I’ve written previously about both Amazon Aurora and DynamoDB, and the massive price difference between them. To recap, with some back of the envelope calculations, based on the limited Aurora information available, DynamoDB was found to be 28 times more costly.
At that point it becomes worthwhile to look at alternatives. So here’s one alternative: Instead of using DynamoDB, use Amazon Aurora, and build a sharding framework on top of it if needed.
But before we can conclude like that we need some hard facts, and luckily Aurora became generally available a few days back.
The use case here is to use the database in much the same way we’d use a NoSQL store. That entails having a hash key, a range key, and a blob of otherwise undefined data. We would auto commit on every insert, as we don’t require transactions to span more than a single row update. Each select is limited to a single hash key, with some subsection of the range key selected and sorted in ascending or descending order.

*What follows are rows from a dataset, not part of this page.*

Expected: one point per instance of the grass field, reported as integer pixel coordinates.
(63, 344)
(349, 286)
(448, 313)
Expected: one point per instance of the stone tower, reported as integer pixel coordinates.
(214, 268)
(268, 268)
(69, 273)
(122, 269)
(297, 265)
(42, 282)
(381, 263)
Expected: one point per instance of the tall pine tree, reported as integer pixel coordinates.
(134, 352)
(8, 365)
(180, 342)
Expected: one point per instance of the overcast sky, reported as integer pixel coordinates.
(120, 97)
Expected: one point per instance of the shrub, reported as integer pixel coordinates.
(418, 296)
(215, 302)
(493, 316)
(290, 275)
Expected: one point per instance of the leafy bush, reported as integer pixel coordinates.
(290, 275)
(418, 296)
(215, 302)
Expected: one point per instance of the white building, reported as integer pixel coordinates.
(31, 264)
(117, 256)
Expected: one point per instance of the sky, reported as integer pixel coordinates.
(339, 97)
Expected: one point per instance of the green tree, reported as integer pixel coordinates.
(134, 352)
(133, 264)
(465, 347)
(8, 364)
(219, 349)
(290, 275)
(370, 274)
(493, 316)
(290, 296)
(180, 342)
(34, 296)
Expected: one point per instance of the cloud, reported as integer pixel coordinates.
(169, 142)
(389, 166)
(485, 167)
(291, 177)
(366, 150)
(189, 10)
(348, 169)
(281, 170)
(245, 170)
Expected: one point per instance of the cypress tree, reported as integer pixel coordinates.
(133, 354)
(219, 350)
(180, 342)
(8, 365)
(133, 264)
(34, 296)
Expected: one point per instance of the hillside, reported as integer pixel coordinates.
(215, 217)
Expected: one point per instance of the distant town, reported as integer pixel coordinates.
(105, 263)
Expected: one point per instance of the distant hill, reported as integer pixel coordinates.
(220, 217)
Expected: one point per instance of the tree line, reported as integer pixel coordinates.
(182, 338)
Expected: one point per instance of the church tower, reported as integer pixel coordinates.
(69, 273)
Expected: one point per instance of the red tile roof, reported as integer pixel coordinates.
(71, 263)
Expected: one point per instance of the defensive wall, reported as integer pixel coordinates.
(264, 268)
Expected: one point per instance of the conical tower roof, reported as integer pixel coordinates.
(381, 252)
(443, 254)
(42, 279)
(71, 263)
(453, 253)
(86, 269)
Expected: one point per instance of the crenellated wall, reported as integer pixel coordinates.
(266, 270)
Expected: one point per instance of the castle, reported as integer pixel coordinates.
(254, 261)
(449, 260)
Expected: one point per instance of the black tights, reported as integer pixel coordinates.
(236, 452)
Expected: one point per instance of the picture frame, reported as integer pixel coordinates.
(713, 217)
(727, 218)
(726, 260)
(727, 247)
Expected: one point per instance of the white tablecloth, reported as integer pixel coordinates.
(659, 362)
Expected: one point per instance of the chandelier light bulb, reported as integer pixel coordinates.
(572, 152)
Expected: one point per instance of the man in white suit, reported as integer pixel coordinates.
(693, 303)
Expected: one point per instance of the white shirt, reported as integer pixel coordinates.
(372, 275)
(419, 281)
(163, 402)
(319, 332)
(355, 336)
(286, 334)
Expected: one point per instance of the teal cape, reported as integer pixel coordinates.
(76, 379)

The table definition for this looks like the below:
CREATE TABLE `test_tbl` ( `hash_key` char(36) NOT NULL, `range_key` bigint(20) NOT NULL, `value` mediumblob NOT NULL, PRIMARY KEY (`hash_key`,`range_key`) ) ENGINE=InnoDB DEFAULT CHARSET=utf8;
So how many rows can we put and get from Aurora given the above? I don’t know exactly what test Amazon did internally in order to get to their number (update: see comment below), but their use case was probably a lot more involved than using their database like this.
Besides testing the various instance types available for Aurora, on the client side I used a single m4.10xlarge running stock Ubuntu 15.04. I picked the m4.10xlarge for it’s network bandwidth and core count, ensuring any performance limitations wouldn’t be on the client side. To verify this wasn’t a bottleneck, I also started a second m4.10xlarge and evenly spread the client load among them. This verified that the performance obtained from the database remained the same, eliminating client limitations as a bottleneck.
Some notes on the data size: hash_key is random UUIDs stringified. Range key is just a long, and the value is a random blob of 64 kB.
These are pretty decent number I’d say. It’s far from the number presented by Amazon, but again, different use case I’d say. The sheet with all the numbers is available here if you want to dig in.
On the db.r3.2xlarge instance and larger the test didn’t manage to max out the CPU on the database, for inserts nor selects. So likely the database is hitting some kind of IO limit at that point. On the largest db.r3.8xlarge instance we had a sustained network transfer rate of ~110 MB/s on 40 insert threads, and ~480 MB/s on 40 select threads. All select testing used the 12 million rows inserted by the final 40 threads insert test, and the DB seemed to be showing a constant 60% cache hit ratio for selects.
So back to using this as a NoSQL store. A db.r3.8xlarge was able to do 1639 puts per second and 6900 gets per second. If we ran a db.r3.8xlarge it would cost us $4.64/hour in US East, or about $3390 per month. The same performance on DynamoDB, given 64 kB blobs would almost be a whopping $60k per month! It’s not 28x, but still a massive difference.